When Harewood was deciding on business schools, UNC Kenan-Flagler became the obvious choice. She knew friends and colleagues attending programs where classes were big and they didn’t receive much individual attention. That wasn’t for her.
“I want to connect with people and know them on a personal level,” says Harewood. “I was looking for a school focused on community building.”
After talking to UNC Kenan-Flagler students, she committed to the MBA program. There she cultivated constructive, respectful dialogue about differences in opinion. “Challenging each other’s thought processes was important to my educational experience,” she says. “I sought an environment where I was not afraid to ask questions and be inquisitive about teachings or concepts I was unfamiliar with.
“At UNC Kenan-Flagler, we exhibit a healthy amount of competition amongst each other that keeps us sharp and competitive outside of the classroom but not destructive to our academic pursuits and friendships that we’ve formed.”
“All the things I wanted to accomplish, I did,” she says. “The School nurtured me so I could achieve my goals.”
Born and raised in Trinidad and Tobago, Harewood’s decision to pursue a business career was influenced by her grandfather. “He always encouraged me to seek knowledge, dream big and never stop learning. He was the architect behind our entire family obtaining multiple degrees and having successful and rewarding careers.”
When Harewood was 8, her mother earned her business degree at Howard University, and then her MBA at John’s Hopkins University. “She wanted to be a role model and inspiration for me, and show me the opportunities are endless,” says Harewood.
“I saw my mom use her business degree to pivot into numerous exciting roles over the years and I wanted to have a career where I could do the same. I look forward to continuing my career with the tools I’ve learned in business school and living out the dreams my mom and grandfather had for me.”
Harewood came to UNC Kenan-Flagler wanting to change her career track from finance to marketing.
She spent the early part of her career working with the nonprofit organizations before moving to Morgan Stanley Wealth Management, where she helped support development of the firm’s first mobile banking application and implemented system enhancements across the division. She developed an interest in marketing while working on projects that incorporated product marketing.
“I hadn’t been aware of careers within product marketing and did research. I quickly realized that many of those roles still incorporated the quantitative analysis, such as data analytics and P&L management, that I wanted to maintain in any new role.

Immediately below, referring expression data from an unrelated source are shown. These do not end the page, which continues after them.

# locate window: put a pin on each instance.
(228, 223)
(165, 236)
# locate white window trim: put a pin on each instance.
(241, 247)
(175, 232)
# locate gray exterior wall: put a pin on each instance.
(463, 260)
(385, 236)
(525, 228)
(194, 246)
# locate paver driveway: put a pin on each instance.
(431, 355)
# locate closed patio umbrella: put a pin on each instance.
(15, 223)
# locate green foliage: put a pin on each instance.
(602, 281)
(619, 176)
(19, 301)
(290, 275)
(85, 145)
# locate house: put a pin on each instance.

“The first year of business school, I had to work really hard, memorizing marketing frameworks and did several interviews until I found a company that had the right role for me. Luckily, I was successful in landing an amazing role with Verizon Business Group that incorporated the quantitative proficiency I desired and also has a robust marketing division where I could build my marketing acumen.”

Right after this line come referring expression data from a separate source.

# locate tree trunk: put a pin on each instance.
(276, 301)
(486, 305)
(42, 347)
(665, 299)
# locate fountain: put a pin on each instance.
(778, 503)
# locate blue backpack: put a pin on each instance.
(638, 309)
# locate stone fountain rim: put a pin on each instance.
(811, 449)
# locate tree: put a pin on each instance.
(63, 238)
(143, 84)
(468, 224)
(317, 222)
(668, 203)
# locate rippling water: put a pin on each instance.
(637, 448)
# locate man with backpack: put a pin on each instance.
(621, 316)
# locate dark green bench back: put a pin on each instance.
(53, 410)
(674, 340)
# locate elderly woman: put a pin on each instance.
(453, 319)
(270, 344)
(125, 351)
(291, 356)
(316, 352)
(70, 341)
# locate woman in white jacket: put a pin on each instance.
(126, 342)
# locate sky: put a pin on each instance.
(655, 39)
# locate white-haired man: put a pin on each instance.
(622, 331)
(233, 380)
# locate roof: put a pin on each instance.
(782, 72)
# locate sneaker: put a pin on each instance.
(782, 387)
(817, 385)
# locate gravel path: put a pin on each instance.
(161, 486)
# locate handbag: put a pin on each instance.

Her online summer internship program with Verizon led to a full-time position as a marketing manager with the company in the Washington, D.C., metro area.
At UNC Kenan-Flagler she focused on both marketing and data analytics. The ability to take consumer data and convert it to increase sales and develop a long-term strategy helped her land the full-time role, she says.
“The faculty created an environment where I was challenged to grow academically and learn from my peers,” Harewood says. “I developed a sense of fearlessness and confidence outside of the classroom as I know I’m prepared to represent myself and UNC Kenan-Flagler because of the support I received in the classroom.”
And Harewood’s commitment to diversity and inclusion isn’t finished.
“Increasing diversity and inclusion is not a job,” she says. “It’s a lifestyle. It will always be at the center of my work.”